Hepatitis A ist eine durch Viren verursachte Leberentzündung (Hepatitis). Sie wird auch als "Reisehepatitis" oder "Reisegelbsucht" bezeichnet. Die Erkrankung kommt vor allem in Ländern mit schlechten hygienischen Verhältnissen vor. Touristen sind deshalb besonders gefährdet. In Deutschland, in vielen Industriestaaten Europas und in Nordamerika sind die Infektionszahlen deutlich zurückgegangen. In früheren Zeiten infizierten sich auch hierzulande 90 Prozent der Kinder und waren in der Folge lebenslang immun. Gefährdung besteht hauptsächlich in Mittelmeerländern, Ländern der ehemaligen UDSSR, Asien, Afrika (Naher und Mittlerer Osten), in Mittel- und Südamerika. Etwa die Hälfte der in Deutschland gemeldeten Erkrankungen wurde im Ausland erworben.
Erhöhte Gefahr besteht hierzulande in Gemeinschaftseinrichtungen wie Kindergärten oder Schulen. Es ist aufgrund der häufig fehlenden oder geringen Symptomatik mit einer erheblichen Dunkelziffer an Erkrankten zu rechnen. Der Keim, das Hepatitis A-Virus, ist äußerst umweltresistent, trotzt hohen Temperaturen und Reinigungsmitteln.

Ursachen

Erkrankte infizieren sich durch fäkal verunreinigte Nahrungsmittel oder Gegenstände. Da das Virus im Trinkwasser vorkommt, erklärt sich eine Infektion über die Nahrungskette. Das bedeutet aber auch, dass man sich durch Verhaltensregeln im Ausland vor einer Infektion schützen kann.
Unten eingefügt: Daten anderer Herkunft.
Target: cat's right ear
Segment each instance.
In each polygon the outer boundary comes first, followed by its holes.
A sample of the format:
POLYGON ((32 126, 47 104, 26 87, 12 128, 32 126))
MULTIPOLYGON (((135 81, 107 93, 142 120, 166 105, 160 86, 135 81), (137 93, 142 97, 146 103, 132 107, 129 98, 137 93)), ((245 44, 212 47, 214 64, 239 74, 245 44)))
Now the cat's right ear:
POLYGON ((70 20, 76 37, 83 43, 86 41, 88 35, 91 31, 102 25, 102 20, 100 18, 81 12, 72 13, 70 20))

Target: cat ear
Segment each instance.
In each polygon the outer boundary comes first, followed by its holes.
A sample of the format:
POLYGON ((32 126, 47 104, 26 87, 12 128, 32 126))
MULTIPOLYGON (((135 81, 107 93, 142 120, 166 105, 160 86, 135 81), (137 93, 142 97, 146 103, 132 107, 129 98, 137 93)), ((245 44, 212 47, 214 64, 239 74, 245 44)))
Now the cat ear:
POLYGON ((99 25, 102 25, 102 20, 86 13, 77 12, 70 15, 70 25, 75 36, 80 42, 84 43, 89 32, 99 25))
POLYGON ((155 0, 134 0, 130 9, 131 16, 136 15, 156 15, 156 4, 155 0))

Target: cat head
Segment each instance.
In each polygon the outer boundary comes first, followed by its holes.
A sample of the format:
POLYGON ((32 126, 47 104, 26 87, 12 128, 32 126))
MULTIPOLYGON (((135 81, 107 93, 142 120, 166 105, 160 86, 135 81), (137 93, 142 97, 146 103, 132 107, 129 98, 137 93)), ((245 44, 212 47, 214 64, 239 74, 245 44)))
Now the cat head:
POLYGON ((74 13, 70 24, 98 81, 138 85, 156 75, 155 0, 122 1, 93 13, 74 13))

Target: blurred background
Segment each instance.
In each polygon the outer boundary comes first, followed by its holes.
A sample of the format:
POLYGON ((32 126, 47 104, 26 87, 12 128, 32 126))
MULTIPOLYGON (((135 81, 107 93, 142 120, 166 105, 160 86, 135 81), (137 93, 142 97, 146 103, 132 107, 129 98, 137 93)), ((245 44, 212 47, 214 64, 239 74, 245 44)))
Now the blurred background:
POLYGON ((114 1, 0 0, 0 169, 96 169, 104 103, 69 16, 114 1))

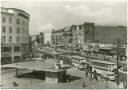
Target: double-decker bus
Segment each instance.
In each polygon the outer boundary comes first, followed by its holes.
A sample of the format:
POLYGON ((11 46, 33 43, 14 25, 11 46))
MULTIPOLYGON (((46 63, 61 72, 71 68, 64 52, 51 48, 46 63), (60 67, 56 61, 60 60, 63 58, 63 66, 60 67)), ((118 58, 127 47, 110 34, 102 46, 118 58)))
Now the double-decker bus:
POLYGON ((80 70, 86 69, 87 64, 89 64, 89 62, 87 62, 85 57, 72 56, 71 59, 72 59, 72 65, 80 70))
POLYGON ((103 60, 90 60, 92 66, 92 72, 96 71, 97 74, 110 80, 115 80, 117 64, 115 62, 103 61, 103 60))

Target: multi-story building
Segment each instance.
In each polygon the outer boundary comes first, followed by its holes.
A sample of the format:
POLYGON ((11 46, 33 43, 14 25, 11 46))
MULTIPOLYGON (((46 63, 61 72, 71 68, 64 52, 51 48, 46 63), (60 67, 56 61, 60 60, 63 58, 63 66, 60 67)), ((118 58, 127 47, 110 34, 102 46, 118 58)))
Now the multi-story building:
POLYGON ((1 8, 1 62, 24 60, 29 53, 30 15, 16 8, 1 8))
POLYGON ((95 26, 95 42, 103 44, 127 43, 127 27, 125 26, 95 26))
POLYGON ((81 25, 73 25, 73 45, 84 46, 89 41, 95 40, 95 24, 85 22, 81 25))
POLYGON ((40 32, 39 39, 40 39, 41 45, 43 45, 44 44, 44 33, 43 32, 40 32))
POLYGON ((81 25, 67 26, 60 30, 52 31, 52 42, 63 43, 71 46, 84 46, 88 41, 95 39, 95 24, 85 22, 81 25))

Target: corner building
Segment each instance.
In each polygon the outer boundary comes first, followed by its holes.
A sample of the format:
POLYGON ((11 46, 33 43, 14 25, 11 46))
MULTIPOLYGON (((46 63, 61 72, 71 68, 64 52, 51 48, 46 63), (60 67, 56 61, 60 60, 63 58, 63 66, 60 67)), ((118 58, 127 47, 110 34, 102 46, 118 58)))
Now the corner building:
POLYGON ((16 8, 1 8, 1 63, 25 60, 29 53, 30 15, 16 8))

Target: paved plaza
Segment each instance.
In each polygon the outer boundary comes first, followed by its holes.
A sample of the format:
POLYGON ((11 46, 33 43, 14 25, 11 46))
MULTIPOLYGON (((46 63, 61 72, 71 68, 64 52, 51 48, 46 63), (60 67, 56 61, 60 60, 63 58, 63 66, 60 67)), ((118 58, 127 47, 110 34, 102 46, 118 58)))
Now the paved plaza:
MULTIPOLYGON (((22 70, 22 72, 29 72, 30 70, 22 70)), ((90 81, 88 77, 85 77, 84 71, 79 71, 76 68, 67 69, 67 73, 71 75, 71 81, 66 83, 46 83, 44 80, 36 78, 16 78, 15 70, 3 70, 1 75, 1 88, 2 89, 106 89, 106 82, 99 78, 98 81, 90 81), (10 71, 10 72, 9 72, 10 71), (13 82, 16 82, 18 86, 13 86, 13 82), (83 88, 83 82, 85 87, 83 88)), ((114 82, 108 82, 109 89, 116 89, 117 85, 114 82)))

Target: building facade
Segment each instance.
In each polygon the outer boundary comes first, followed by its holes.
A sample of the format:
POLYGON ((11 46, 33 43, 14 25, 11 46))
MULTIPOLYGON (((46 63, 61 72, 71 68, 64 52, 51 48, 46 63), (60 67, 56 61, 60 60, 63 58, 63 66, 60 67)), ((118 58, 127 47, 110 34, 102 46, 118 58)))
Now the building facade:
POLYGON ((29 53, 30 15, 16 8, 1 8, 1 62, 18 62, 29 53))
POLYGON ((69 46, 84 46, 88 41, 95 40, 95 24, 84 22, 81 25, 71 25, 52 31, 52 43, 63 43, 69 46))
POLYGON ((84 46, 89 41, 95 40, 95 24, 84 22, 81 25, 73 25, 73 45, 84 46))
POLYGON ((120 39, 122 44, 127 43, 127 27, 125 26, 96 26, 95 42, 103 44, 117 44, 120 39))

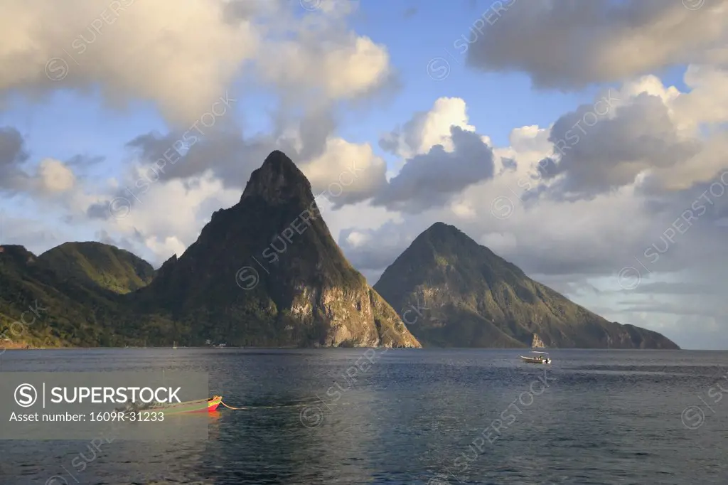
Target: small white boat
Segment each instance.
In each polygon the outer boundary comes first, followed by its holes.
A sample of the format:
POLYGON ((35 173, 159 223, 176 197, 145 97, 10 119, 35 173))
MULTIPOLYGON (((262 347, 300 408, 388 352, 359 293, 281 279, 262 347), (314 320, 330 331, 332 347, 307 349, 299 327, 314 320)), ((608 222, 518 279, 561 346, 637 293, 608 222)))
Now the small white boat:
POLYGON ((529 363, 551 363, 551 359, 548 356, 547 352, 534 352, 534 354, 540 354, 538 357, 526 357, 521 355, 521 358, 523 359, 523 362, 527 362, 529 363))

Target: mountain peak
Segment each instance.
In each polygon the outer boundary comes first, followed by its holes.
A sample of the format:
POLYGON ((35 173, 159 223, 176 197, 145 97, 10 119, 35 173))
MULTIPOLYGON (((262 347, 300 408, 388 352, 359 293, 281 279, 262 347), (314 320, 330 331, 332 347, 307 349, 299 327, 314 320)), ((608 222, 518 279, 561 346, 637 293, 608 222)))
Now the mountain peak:
POLYGON ((608 322, 534 281, 454 226, 419 234, 374 289, 395 309, 423 305, 412 333, 423 344, 678 348, 663 336, 608 322))
POLYGON ((274 150, 260 168, 254 170, 240 200, 259 197, 272 205, 294 198, 312 202, 311 184, 296 164, 280 150, 274 150))

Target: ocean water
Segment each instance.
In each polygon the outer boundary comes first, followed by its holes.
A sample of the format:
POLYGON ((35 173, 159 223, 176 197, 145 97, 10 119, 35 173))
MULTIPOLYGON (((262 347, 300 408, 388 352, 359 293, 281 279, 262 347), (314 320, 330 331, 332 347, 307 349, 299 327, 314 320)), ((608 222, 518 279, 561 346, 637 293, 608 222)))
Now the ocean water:
POLYGON ((8 351, 0 371, 205 371, 245 409, 207 441, 0 441, 0 484, 728 482, 728 352, 521 353, 8 351))

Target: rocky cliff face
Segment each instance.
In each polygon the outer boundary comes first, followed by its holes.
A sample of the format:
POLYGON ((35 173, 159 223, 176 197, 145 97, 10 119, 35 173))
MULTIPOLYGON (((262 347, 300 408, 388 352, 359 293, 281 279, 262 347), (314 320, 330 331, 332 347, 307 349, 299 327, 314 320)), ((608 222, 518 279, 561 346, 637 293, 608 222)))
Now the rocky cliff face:
POLYGON ((240 202, 215 212, 135 298, 197 341, 420 347, 347 261, 308 180, 280 151, 253 173, 240 202))
POLYGON ((425 345, 526 347, 537 333, 548 347, 679 348, 606 320, 443 223, 418 236, 374 288, 395 309, 424 307, 409 328, 425 345))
Diagnose zu Hepatitis A (Leberentzündung Typ A)

Der Verdacht auf eine Hepatitis kann sich bereits aus der Krankengeschichte (Auslandsreisen) und der Symptomatik ergeben, vor allem wenn der Betroffene eine Gelbsucht aufweist. Der Typ der Hepatitisinfektion lässt sich jedoch nur anhand einer Blutuntersuchung im Labor feststellen. Der Körper bildet nach der Infektion spezifische Antikörper. Auch das Virus selbst lässt sich nachweisen. Die Blutuntersuchung dient außerdem der Prüfung der Leberfunktion. Ist sie eingeschränkt, sind bestimmte Laborwerte verändert.

Symptome
Zwei bis sechs Wochen nach der Infektion kann es zu ersten Krankheitszeichen kommen. Jedoch weist ein Drittel der Infizierten keine Symptome auf. Da die Krankheit von selbst wieder ausheilt, wird die durchgemachte Erkrankung möglicherweise nie aufgedeckt.
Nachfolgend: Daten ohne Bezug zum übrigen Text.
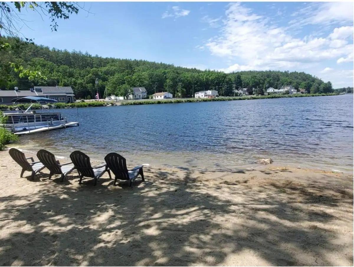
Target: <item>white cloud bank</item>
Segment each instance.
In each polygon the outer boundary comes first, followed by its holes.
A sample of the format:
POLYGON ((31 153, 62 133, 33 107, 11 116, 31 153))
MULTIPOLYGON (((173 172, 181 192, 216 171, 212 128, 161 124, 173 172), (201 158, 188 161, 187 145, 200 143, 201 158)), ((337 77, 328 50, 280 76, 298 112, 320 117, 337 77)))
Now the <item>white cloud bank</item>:
MULTIPOLYGON (((315 6, 317 13, 311 5, 305 8, 302 14, 299 11, 296 14, 297 20, 302 22, 300 28, 307 24, 327 25, 339 19, 347 22, 351 19, 352 25, 338 27, 324 37, 313 35, 296 38, 289 33, 289 28, 274 24, 243 4, 235 3, 228 6, 218 36, 199 47, 209 49, 212 55, 237 62, 219 70, 225 72, 289 69, 302 71, 323 61, 332 60, 335 64, 336 61, 338 63, 352 61, 353 4, 316 3, 315 6), (337 4, 339 4, 337 6, 337 4), (328 18, 330 14, 337 12, 335 16, 328 18), (301 16, 310 13, 311 16, 306 19, 301 16)), ((293 25, 294 23, 289 23, 293 25)), ((325 72, 319 71, 319 74, 320 73, 325 72)))
POLYGON ((162 18, 166 18, 173 17, 175 19, 179 18, 180 17, 185 17, 187 16, 189 14, 190 12, 190 10, 187 10, 186 9, 182 9, 178 6, 175 6, 172 7, 172 10, 170 11, 165 11, 162 14, 162 18))

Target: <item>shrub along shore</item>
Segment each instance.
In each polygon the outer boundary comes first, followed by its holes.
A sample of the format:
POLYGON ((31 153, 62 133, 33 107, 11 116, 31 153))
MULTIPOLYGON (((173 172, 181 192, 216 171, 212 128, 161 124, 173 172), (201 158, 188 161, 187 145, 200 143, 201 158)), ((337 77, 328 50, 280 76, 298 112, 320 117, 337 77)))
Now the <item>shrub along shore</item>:
MULTIPOLYGON (((294 94, 293 95, 270 95, 268 96, 247 96, 219 97, 214 98, 181 98, 180 99, 166 99, 164 100, 146 100, 124 101, 118 102, 105 102, 92 101, 89 102, 76 102, 74 103, 57 103, 56 108, 86 108, 91 107, 104 107, 111 106, 126 106, 127 105, 145 105, 152 104, 172 104, 174 103, 185 103, 193 102, 208 102, 214 101, 230 101, 232 100, 246 100, 265 98, 278 98, 289 97, 304 97, 312 96, 326 96, 337 95, 338 94, 317 93, 317 94, 294 94)), ((48 106, 51 107, 51 104, 48 106)), ((20 104, 17 105, 7 106, 0 105, 1 110, 14 110, 17 107, 22 109, 26 109, 29 106, 28 104, 20 104)), ((32 106, 33 109, 39 109, 41 105, 34 104, 32 106)))

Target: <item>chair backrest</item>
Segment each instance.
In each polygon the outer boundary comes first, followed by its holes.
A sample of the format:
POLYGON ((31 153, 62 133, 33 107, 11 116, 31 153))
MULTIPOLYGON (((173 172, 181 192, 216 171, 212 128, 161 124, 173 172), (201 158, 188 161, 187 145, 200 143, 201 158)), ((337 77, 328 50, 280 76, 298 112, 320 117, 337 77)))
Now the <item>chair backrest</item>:
POLYGON ((32 166, 28 163, 26 159, 24 153, 20 151, 16 148, 10 148, 8 150, 8 153, 11 156, 13 160, 16 161, 17 164, 21 166, 25 170, 28 171, 33 171, 32 166))
POLYGON ((46 150, 41 149, 37 152, 37 157, 51 173, 62 174, 60 166, 57 162, 54 154, 46 150))
POLYGON ((116 153, 112 152, 104 157, 107 166, 114 176, 121 180, 129 180, 128 169, 125 159, 116 153))
POLYGON ((86 177, 95 177, 90 158, 86 154, 76 150, 70 154, 70 158, 80 175, 86 177))

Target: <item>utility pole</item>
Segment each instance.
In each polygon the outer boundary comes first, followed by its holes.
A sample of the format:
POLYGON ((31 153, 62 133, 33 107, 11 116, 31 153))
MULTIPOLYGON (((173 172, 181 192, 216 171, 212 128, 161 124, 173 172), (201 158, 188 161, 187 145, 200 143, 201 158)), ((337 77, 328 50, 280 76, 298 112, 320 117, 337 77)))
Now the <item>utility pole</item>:
POLYGON ((96 84, 96 89, 97 90, 97 93, 98 94, 98 99, 97 100, 99 100, 99 98, 101 98, 101 97, 99 96, 99 91, 98 91, 98 78, 96 78, 96 80, 95 82, 95 84, 96 84))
Krankheitszeichen - bei einer geringeren Anzahl von Betroffenen - können sein:
  • Abgeschlagenheit, Müdigkeit
  • Fieber
  • Kopfschmerzen
  • Appetitlosigkeit
  • Übelkeit, Erbrechen
  • Verdauungsprobleme
  • Schmerzen im rechten Oberbauch unterhalb des Rippenbogens.

Ein mögliches erstes, aber auch Folgesymptom ist die Gelbsucht (Ikterus):
  • Gelbgefärbte Haut und Schleimhäute
  • Gelbgefärbtes Augenweiß
  • Dunkelgefärbter Urin
  • Heller Stuhl.
Kommt es zur Gelbsucht, verschwinden meist vorherige Symptome. Nach vier bis acht Wochen bildet sich die Gelbsucht zurück und Betroffene erholen sich vollständig. Besonders Kinder weisen meist keinerlei Symptome auf. Übergänge in chronische Verlaufsformen sind nicht bekannt.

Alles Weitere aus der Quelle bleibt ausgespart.